Mazda is staking its future firmly on petrol and diesel power, claiming it doesn’t need to rely on hybrids or plug-in cars to meet tough CO2 emissions targets set by the European Commission.
Under European legislation, by 2020, car makers’ fleet averages must not exceed a maximum limit of 95g/km CO2. With Mazda posting 142g/km in 2012, its challenge is to cut emissions by some 30% over the next seven years.
The manufacturer, which reversed a loss of around £239 million in 2012 to post profits of £333 million in 2013, believes the traditional combustion engine has a lot more to give, and it plans to squeeze out every last drop of that potential.

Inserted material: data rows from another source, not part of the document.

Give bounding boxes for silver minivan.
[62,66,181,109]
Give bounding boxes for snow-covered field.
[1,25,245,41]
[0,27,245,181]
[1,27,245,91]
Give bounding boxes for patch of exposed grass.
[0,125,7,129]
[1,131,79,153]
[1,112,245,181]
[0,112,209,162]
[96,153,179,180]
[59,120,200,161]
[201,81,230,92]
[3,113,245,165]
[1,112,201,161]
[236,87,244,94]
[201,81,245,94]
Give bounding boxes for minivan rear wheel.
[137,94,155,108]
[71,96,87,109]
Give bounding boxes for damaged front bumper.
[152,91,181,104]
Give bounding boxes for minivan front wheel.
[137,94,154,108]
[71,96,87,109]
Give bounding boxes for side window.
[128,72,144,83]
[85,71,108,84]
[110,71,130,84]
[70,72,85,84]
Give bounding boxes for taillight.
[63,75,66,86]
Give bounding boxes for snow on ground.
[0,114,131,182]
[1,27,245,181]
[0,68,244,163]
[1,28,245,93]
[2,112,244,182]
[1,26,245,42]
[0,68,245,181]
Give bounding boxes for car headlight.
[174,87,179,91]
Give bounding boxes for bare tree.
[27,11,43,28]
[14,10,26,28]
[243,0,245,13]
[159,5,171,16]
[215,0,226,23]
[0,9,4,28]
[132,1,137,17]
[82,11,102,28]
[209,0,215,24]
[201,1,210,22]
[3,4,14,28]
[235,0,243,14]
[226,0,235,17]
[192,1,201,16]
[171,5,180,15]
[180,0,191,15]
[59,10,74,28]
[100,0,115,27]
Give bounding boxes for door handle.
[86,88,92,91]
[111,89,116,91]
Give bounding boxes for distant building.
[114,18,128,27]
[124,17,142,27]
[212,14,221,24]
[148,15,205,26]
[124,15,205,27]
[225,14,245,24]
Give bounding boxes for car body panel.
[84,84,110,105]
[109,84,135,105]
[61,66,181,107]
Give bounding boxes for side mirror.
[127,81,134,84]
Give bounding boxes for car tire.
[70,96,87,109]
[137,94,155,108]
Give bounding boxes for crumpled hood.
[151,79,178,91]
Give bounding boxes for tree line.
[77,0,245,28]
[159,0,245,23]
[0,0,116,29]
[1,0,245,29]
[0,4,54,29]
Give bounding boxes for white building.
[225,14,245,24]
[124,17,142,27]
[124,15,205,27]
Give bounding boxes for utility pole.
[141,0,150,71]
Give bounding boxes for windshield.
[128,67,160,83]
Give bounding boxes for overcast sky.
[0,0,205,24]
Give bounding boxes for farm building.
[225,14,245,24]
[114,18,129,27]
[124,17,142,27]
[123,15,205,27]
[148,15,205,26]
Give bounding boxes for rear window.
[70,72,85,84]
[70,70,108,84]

‘Even with today’s most efficient petrol engines, up to 65% of the fuel is wasted, so that’s an enormous opportunity for improvement,’ Jeffrey Guyton, managing executive officer, Mazda Motor Corporation and president and CEO of Mazda Motor Europe, told What Car?. ‘We’re already doing that with our latest generation of Skyactiv engines. Right now, the Mazda 6, for example, emits just 104g/km CO2.’
Although Mazda is investing in alternative power sources, these are intended for specific markets. The new Mazda 3 Hybrid, for example, is available only in Japan, while an electric range extender is currently being developed for the US where, in California, manufacturers must offer at least one electric car by 2018. There are currently no plans to bring either to the UK.
To meet its wider obligations, Mazda says it has another, more effective trick up its sleeve – HCCI (Homogeneous Charge Compression Ignition) engine technology, which doesn’t require a spark to ignite the fuel-air mix, and so burns up to 30% less fuel while also releasing fewer emissions.
Development, the manufacturer reports, is under way, and it plans to bring HCCI-powered cars to the market in time to meet the EU’s 95g/km CO2 deadline in 2020.